When I was a child, there was a fifteen meter wall the area kids would climb atop by scrambling up the Banyan tree besides the brick and concrete. From a branch above the wall, an old fire hose was tied with a knot and loop at the end of the hose. I’d put a foot into the loop and jump off the wall, swinging down and away, twisting and turning. The pendulum arc would return to the wall and holding tight, I’d squat down, extending my arms out creating an almost jackknife so my feet would hit the wall first. Knees bent, I’d push off again hard as I could to swing back out, back and forth, until the energy dissipated and then removing my foot from the loop, let go and drop six feet or so to the sandy ground. Exciting but not frightening.
Once I was in a car accident, driving from Jacksonville, Florida to Miami. Just a half hour from home, tired, I lost control of the car, I overcorrected and slammed into a concrete jersey barrier in the center of the freeway. The estimated speed was well over a hundred miles per hour according to the responding police. I recall looking at the wall and thinking I was about to die. I wasn’t afraid.
I went to war twice and fear became my friend. I learned to keep it close and created a home for it in a crevice of my awareness. I didn’t think about it much, fear was just something there to remind me to pay attention. Fear didn’t bother me much.
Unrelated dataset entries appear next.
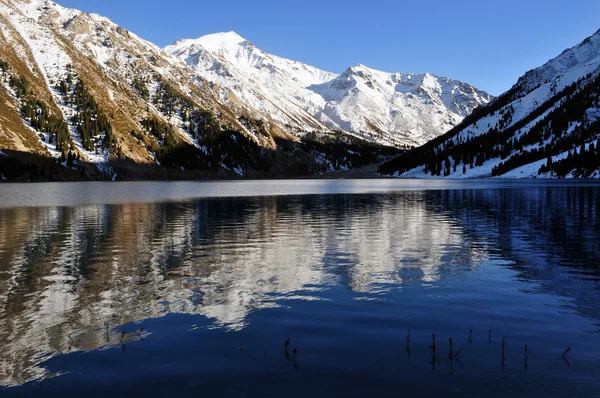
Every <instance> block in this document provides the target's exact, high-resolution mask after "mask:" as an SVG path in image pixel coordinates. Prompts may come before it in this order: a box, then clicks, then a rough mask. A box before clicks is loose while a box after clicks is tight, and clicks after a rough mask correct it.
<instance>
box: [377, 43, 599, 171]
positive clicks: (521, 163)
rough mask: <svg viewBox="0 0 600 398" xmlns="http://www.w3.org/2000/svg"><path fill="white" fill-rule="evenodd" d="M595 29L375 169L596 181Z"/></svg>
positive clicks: (598, 93) (396, 170) (597, 64)
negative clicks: (466, 114)
mask: <svg viewBox="0 0 600 398" xmlns="http://www.w3.org/2000/svg"><path fill="white" fill-rule="evenodd" d="M599 136H600V31H598V32H596V33H595V34H594V35H593V36H591V37H588V38H587V39H585V40H584V41H583V42H581V43H580V44H578V45H577V46H575V47H573V48H570V49H568V50H565V51H564V52H563V53H562V54H560V55H559V56H558V57H556V58H554V59H552V60H550V61H548V62H547V63H546V64H544V65H543V66H541V67H539V68H537V69H535V70H531V71H529V72H527V73H526V74H525V75H524V76H523V77H521V78H520V79H519V81H518V82H517V83H516V84H515V86H514V87H512V88H511V89H510V90H509V91H508V92H506V93H504V94H503V95H501V96H500V97H498V98H497V99H495V100H494V101H492V102H491V103H490V104H488V105H487V106H485V107H483V108H481V109H478V110H476V111H475V112H474V113H473V114H472V115H470V116H469V117H467V118H466V119H465V120H464V121H463V122H462V123H461V124H460V125H459V126H457V127H455V128H454V129H452V130H451V131H450V132H448V133H447V134H445V135H443V136H441V137H439V138H437V139H435V140H433V141H431V142H429V143H427V144H426V145H424V146H422V147H420V148H417V149H416V150H414V151H412V152H411V153H407V154H405V155H403V156H400V157H399V158H397V159H394V160H392V161H390V162H388V163H387V164H384V165H383V166H382V167H381V168H380V172H382V173H384V174H394V175H400V176H403V177H431V176H447V177H454V178H468V177H485V176H501V177H509V178H523V177H537V176H540V177H545V178H554V177H586V178H599V177H600V156H599V155H600V150H599V149H598V144H599V142H598V138H599Z"/></svg>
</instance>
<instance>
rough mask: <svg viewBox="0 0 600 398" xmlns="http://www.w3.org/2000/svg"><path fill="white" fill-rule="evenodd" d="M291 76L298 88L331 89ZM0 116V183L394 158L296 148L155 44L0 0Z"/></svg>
mask: <svg viewBox="0 0 600 398" xmlns="http://www.w3.org/2000/svg"><path fill="white" fill-rule="evenodd" d="M288 66H289V68H292V67H293V65H292V64H291V63H290V64H289V65H288ZM298 68H299V69H298V73H297V76H298V77H296V79H301V78H303V74H305V75H307V76H308V77H306V80H303V81H302V82H304V83H311V84H317V83H321V82H324V81H327V80H328V79H329V78H330V77H332V76H328V75H327V74H324V73H323V76H321V77H319V74H320V73H321V72H320V71H318V70H313V69H310V68H304V69H302V67H301V66H300V65H299V66H298ZM311 74H314V76H310V75H311ZM240 92H242V91H240ZM223 93H227V97H228V101H227V103H225V102H224V101H222V100H221V99H222V98H221V96H222V95H223ZM0 116H1V117H2V123H0V130H1V132H2V134H0V150H1V151H2V152H0V153H1V155H0V180H5V179H9V180H11V179H30V180H32V179H36V178H38V177H43V178H42V179H44V178H45V179H48V178H52V177H54V179H63V178H67V179H74V178H77V179H79V178H86V179H87V178H103V179H106V178H116V179H139V178H152V179H154V178H181V177H182V175H183V176H185V177H186V178H201V177H204V176H214V175H215V174H219V175H222V176H229V177H233V176H277V175H280V176H290V175H298V174H311V173H316V172H321V171H327V170H331V169H346V168H352V167H358V166H362V165H364V164H365V162H374V161H377V160H381V159H385V157H382V156H389V155H390V154H391V153H392V152H394V153H397V151H396V150H393V151H392V152H390V151H389V150H388V149H385V148H379V147H374V146H372V145H365V144H367V143H366V142H365V141H360V140H357V139H352V138H348V137H342V138H340V137H333V138H330V139H329V140H330V141H333V140H335V145H338V144H339V145H342V147H343V149H340V148H339V147H338V146H335V147H334V144H333V143H331V142H325V141H327V140H323V139H320V140H319V141H318V142H317V141H314V140H313V141H307V140H306V139H304V140H303V141H301V140H300V139H299V138H298V137H297V136H295V135H293V134H291V133H290V131H289V129H288V128H287V126H285V125H282V124H278V123H275V122H274V121H273V119H271V118H270V117H267V116H265V115H264V114H263V113H260V112H257V111H256V110H255V109H254V108H253V107H251V106H248V105H247V102H246V101H245V99H244V98H241V99H240V98H237V97H236V95H235V93H234V92H233V91H232V90H229V89H226V88H222V87H221V86H219V85H218V84H214V83H210V82H208V81H207V80H205V79H203V78H201V77H199V76H198V75H197V74H196V73H194V72H193V71H192V70H191V69H190V68H189V67H188V66H187V65H186V64H185V63H184V62H183V61H181V60H180V59H178V58H176V57H174V56H172V55H170V54H168V53H167V52H165V51H163V50H162V49H160V48H158V47H157V46H155V45H154V44H152V43H150V42H147V41H145V40H143V39H141V38H140V37H138V36H136V35H135V34H133V33H131V32H129V31H127V30H126V29H124V28H122V27H120V26H118V25H116V24H114V23H112V22H111V21H110V20H109V19H107V18H105V17H102V16H100V15H96V14H87V13H84V12H81V11H78V10H74V9H68V8H64V7H61V6H60V5H58V4H56V3H54V2H52V1H49V0H0ZM301 123H305V124H306V125H311V124H313V125H318V123H319V122H318V121H317V120H316V119H315V118H313V117H312V116H311V115H309V114H308V113H306V115H305V119H304V121H300V120H299V121H298V124H301ZM351 141H352V142H351ZM386 151H387V152H386ZM384 152H386V153H387V154H384ZM363 155H364V156H363ZM15 162H16V163H15Z"/></svg>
Tonight I’m in Phoenix, Arizona. My six month old daughter is at home and I’m afraid in a way I’ve never know before. I’m afraid that the cold she has will worsen to something where she can’t breathe and she won’t wake up in the morning. I’m afraid every moment that I’m away from her that something will keep me from returning to her or something will happen to her before I get home. When I’m home, and she sleeps, I’m afraid. When I’m driving and she is behind me in the car seat and falls asleep and I can’t see or hear her, I’m afraid. I can manage the fear. I can remember how to acknowledge it and guide it to its own place in my consciousness but I can’t shake the constant feeling of impending disaster. The fear I have over this tiny life that is mine to protect. This is being a parent, a chronic state of fear.